ROS (Robot Operating System) is an open-source robot meta-operating software, performing operating-system-like functions such as hardware abstraction, low-level device control, implementation of frequently-used functionality and more. Low-level device control refers to the ability to directly modify and manage hardware devices at an lower level, such as controlling the individual pins on a microcontroller or sending low-level commands to sensors or actuators. Configuring, initializing and communicating with devices as well as managing interrupts at a low level and events are among the many tasks required by ROS’ low-level device control, giving developers precision and efficiency when working with sensors, motors and actuators on robots.
Ubuntu quickly became the preferred platform for ROS from its inception. ROS/ROS 2 distribution varies based on which Ubuntu version you use; ROS 2 running Ubuntu 20.04 can be found on single-board computers powered by an i.MX8QM, Mini or Plus Applications Processor from iWave’s range of single board computers.
SBCs feature all of the essential interface connectors, including Gigabit Ethernet, USB 2.0 & 3.0 connectors and PCIe ports, for maximum flexibility and adaptability in meeting many different application needs. In addition, SBCs come equipped with HDMI 2.0 connectors as well as MIPI CSI/DSI connectors/LVDS ports/audio jacks which make them an excellent solution for single processing or video applications.
Key Features of ROS 2
ROS 2 provides developers across industries with a common software platform to support prototyping, research, deployment and production in an easy manner. ROS provides libraries and tools that make building, writing, executing and running programs across several computers possible. ROS builds upon its predecessor which has already proven itself incredibly popular, used widely across robotics-related applications globally today.
ROS provides hardware abstraction drivers, device drivers, communications between machines, testing tools and visualization features – all necessary elements to build complex software without knowing exactly how specific hardware functions. As runtime software with its own communication protocol, it enables creation of complex applications without having any prior knowledge about them.
ROS 2 can be deployed across a wide array of robotics-related applications, from indoor to outdoor and automotive to home environments; under water environments; space exploration projects; industrial to consumer.
ROS 2 is an open source robotic operating system running on Linux, Windows, and macOS that enables developers to easily implement autonomous on-robot control, backend management, user interface design and backend systems for backend operations. A tiered model of support allows for the development and promotion of porting to new platforms – such as embedded and real-time operating systems – as these platforms gain investment interest.
ROS 2 provides all the robotics tools, libraries and capabilities needed to develop applications. As free software, ROS 2 gives you complete freedom over how and when you use it; plus the option to modify it to meet your unique requirements.
With more than a decade of experience establishing ROS 1 as the global standard in robot research and development, ROS 2 was designed from its inception to be industrial-grade and utilized in production environments.
As evidenced by ROS 2’s Technical Steering Committee, ROS 2 enjoys wide industrial support. Both large and small companies around the globe invest their resources in making open source contributions towards ROS 2, in addition to developing products based on ROS 2.
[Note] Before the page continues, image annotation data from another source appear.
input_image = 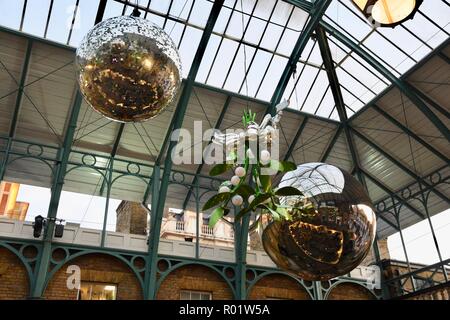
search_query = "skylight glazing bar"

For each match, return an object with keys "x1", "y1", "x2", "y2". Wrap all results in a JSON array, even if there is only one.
[
  {"x1": 289, "y1": 40, "x2": 320, "y2": 100},
  {"x1": 44, "y1": 0, "x2": 54, "y2": 38},
  {"x1": 320, "y1": 21, "x2": 450, "y2": 140},
  {"x1": 254, "y1": 7, "x2": 295, "y2": 98},
  {"x1": 238, "y1": 0, "x2": 282, "y2": 93},
  {"x1": 328, "y1": 37, "x2": 390, "y2": 86},
  {"x1": 267, "y1": 0, "x2": 331, "y2": 114},
  {"x1": 205, "y1": 0, "x2": 238, "y2": 83},
  {"x1": 339, "y1": 0, "x2": 417, "y2": 63},
  {"x1": 314, "y1": 84, "x2": 330, "y2": 115},
  {"x1": 178, "y1": 0, "x2": 195, "y2": 50},
  {"x1": 221, "y1": 0, "x2": 258, "y2": 88}
]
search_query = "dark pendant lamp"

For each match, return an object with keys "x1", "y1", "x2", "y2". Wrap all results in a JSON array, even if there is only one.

Over the last decade, The ROS project has amassed an extensive library of robotics-related software through an engaged community comprising hundreds of thousands of contributors worldwide. ROS 2 will be developed by and for its future stewards – its members.
ROS has quickly become one of the most widely adopted robot operating systems, used widely across applications that range from medical instruments to vacuum cleaners – as well as being expanded to encompass dynamic automation applications and beyond.
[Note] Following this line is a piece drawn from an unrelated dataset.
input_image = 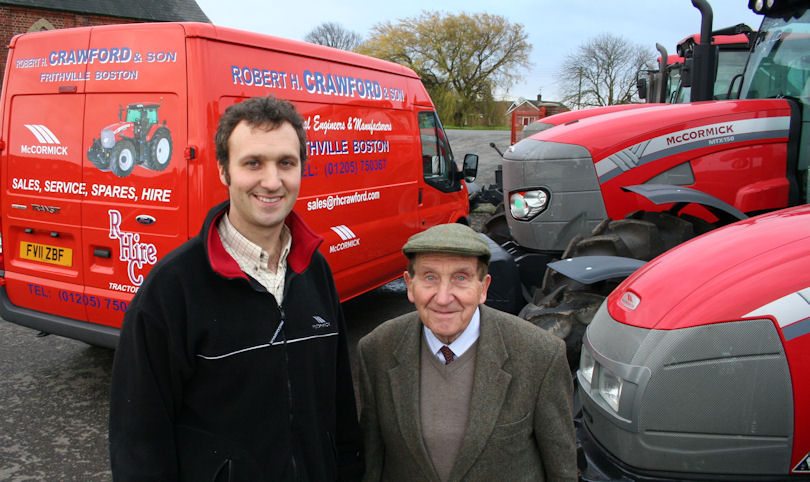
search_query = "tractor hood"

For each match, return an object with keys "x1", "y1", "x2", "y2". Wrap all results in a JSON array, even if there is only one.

ROS was designed with collaboration in mind. The foundational code and information can be utilized by any robotics system (drone arms, bases etc). No new ideas need to be generated – simply leverage existing knowledge! Calculating a trajectory involves devising the path a robot, vehicle or other moving object must take to reach their intended destination or complete a specific task. Robotics requires creating a path for an arm robot to move from one location to the next while avoiding obstacles; or creating a path for mobile robots to navigate space to reach their destination. Trajectory planning algorithms consider various factors, including the physical limitations and surrounding of a robot, its immediate environment and any restrictions to movement such as collision avoidance or speed restrictions. ROS offers various tracking and control capabilities which enable developers to create complex task-based robotics.
There’s an ROS program for every task imaginable – be it to calculate a trajectory, run SLAM algorithm or implement remote control. ROS also supports digital twinning to allow developers to simulate robots before deployment in actual conditions – tools like Gazebo allow you to make simulations using robots you don’t own!
ROS was developed as a system that allowed embedded platforms, like microcontrollers, to seamlessly become part of its environment rather than be separated from it by device drivers.